It was a 1974 Chevy Nova, a plain-Jane, emerald green four-door and the last car my grandpa bought before he died.
When it became mine six years later, I immediately dolled it up with a line of peel-and-stick faux chrome trim down each side. My brothers – both mechanics – rolled their eyes. I didn’t care; it was my first car.
Lots of people can still tell their first-car stories. We’re American. We love our cars.
That makes this week’s opening of LeMay-America’s Car Museum exciting on a personal level. The museum also is exciting on a civic level. The new addition to Tacoma’s skyline brings a much-needed boost to our community psyche. After all, it’s been a rough few years around town.
It’s even OK for the newspaper to get a little excited.
The News Tribune has played a number of journalistic roles since the museum idea was hatched in the late 1990’s. Initially, we were news-breakers, simply letting readers know what the LeMays and local officials were considering. Through the years, we were watchdogs, telling readers how the city, state or federal government planned to spend their tax dollars or use their land for the project. A number of times, we were storytellers, not a difficult role given the colorful main character – Harold LeMay.
In today’s paper, we are explainers. Rob Carson, who was our chief explainer for five years on the Tacoma Narrows bridge construction, explains how the new museum plans to keep people coming back by changing up the cars, offering interactive exhibits and becoming a social hub. He also explains the sometimes bumpy road to Saturday’s grand opening – not surprising given the strong family dynamics. And he explains the new museum’s relationship to the remaining LeMay Family Collection in Parkland.
Later this week, we’ll be celebrators. On Friday, we’re publishing a 16-page section packed with fun facts about the museum, biographies of the cars and a floor plan to help guide you through. It will have lots of pictures and graphics, thanks to the hard work of photographer Dean Koepfler and artist Jessica Randklev. We’ll attend Saturday’s grand opening and write about it for Sunday’s paper.
We live in this community, too, and we want it to be successful. As long as we also play our other important roles, it’s OK for us sometimes to be cheerleaders.
LOOK FOR NEW BYLINES
We have another great roster of summer interns whose bylines you’ll soon be seeing in the paper. They include:
Karen Miller, a grad student at the University of Missouri, who will join our politics and government team. Miller graduated from Curtis High School and grew up in University Place.
Jack Sorenson from Pacific Lutheran University and incoming editor-in-chief of the school’s Mooring Mast, who will join our Sound Life team. Sorenson is from Spokane.
Zach Smith, a student at Central Washington University, who will work with our communities team.

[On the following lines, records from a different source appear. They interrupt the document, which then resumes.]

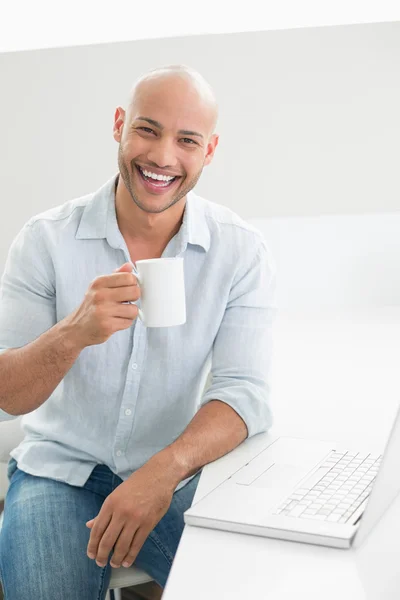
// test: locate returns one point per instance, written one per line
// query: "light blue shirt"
(126, 399)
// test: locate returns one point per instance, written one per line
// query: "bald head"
(188, 86)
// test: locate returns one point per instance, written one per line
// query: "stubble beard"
(127, 179)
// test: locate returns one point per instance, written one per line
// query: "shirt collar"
(99, 219)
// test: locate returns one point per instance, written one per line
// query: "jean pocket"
(11, 468)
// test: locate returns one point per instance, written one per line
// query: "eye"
(146, 129)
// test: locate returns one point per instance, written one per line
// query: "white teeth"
(155, 176)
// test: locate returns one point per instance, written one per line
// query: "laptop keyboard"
(338, 487)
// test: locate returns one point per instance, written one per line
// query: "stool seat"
(122, 577)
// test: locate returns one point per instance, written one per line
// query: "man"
(118, 424)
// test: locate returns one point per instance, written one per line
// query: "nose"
(162, 153)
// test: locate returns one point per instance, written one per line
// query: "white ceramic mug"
(162, 291)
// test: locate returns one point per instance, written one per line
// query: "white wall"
(309, 128)
(309, 120)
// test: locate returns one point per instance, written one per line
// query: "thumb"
(125, 268)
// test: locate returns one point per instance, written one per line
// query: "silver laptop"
(306, 491)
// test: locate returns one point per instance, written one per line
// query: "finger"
(125, 267)
(114, 280)
(108, 540)
(129, 293)
(122, 545)
(141, 536)
(100, 525)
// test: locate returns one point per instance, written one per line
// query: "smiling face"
(166, 132)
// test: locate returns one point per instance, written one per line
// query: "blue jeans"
(44, 538)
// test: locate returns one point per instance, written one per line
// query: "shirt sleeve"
(27, 293)
(242, 349)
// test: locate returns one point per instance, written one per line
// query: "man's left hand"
(129, 514)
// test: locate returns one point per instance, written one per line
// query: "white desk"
(335, 379)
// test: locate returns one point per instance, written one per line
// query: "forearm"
(215, 430)
(30, 374)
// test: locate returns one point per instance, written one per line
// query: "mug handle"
(135, 272)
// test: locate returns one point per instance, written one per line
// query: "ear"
(211, 146)
(119, 119)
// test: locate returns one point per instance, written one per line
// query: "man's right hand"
(102, 313)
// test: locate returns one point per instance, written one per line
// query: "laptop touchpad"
(271, 475)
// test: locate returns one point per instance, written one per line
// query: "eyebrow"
(157, 124)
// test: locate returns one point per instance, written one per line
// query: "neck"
(154, 229)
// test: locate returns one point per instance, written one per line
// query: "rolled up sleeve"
(27, 294)
(242, 350)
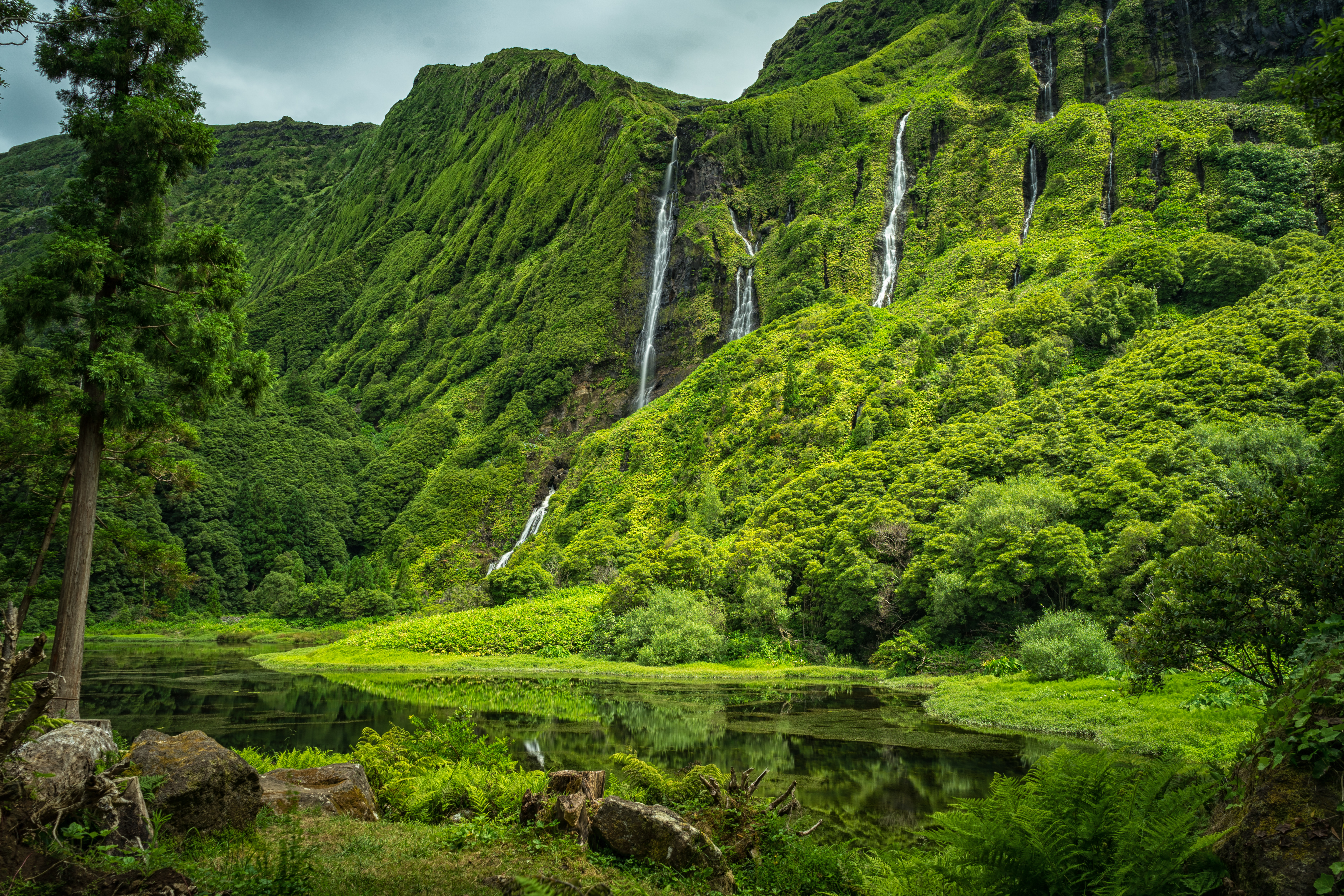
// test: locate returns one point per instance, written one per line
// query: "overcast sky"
(347, 61)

Smith hails from Enumclaw.
T.J. Cotterill, a Western Washington University senior, who’ll work on our sports team.
You already may have seen photo credits for Heather Perry, our photo intern from PLU. She’s been with us for several weeks, shooting mainly sports. Perry is a Rogers High grad from Puyallup.
Alexis Krell from the University of Washington ends her extended statehouse internship with us this week. Krell was our capable third reporter during this year’s legislative session and leaves us with a stack of A1 stories in her portfolio.
TNT STAFFERS HONORED
A number of our reporters and photographers won awards last weekend in the 2011 Northwest Excellence in Journalism contest sponsored by the Society of Professional Journalists. Our category included the biggest papers in Washington, Oregon, Idaho, Montana and Alaska. Winners included:
Ryan Divish, third place in sports features for his piece on Mariners’ manager Eric Wedge.
Dean Koepfler, third place in photo essays for his Labor Day package on the unemployed and underemployed.
Kathleen Merryman, third place in personalities reporting for her story about Cecil Leadinghorse of Tacoma and his recovery from homelessness and alcoholism.
Sean Robinson, third place in investigative reporting for his story on the questionable activities of the Westnet policing organization in Kitsap County.
Bill Virgin, third place in business columns.
Liu Kit Wong, second place in sports photography for his picture of high school runner Maureen Tremblay.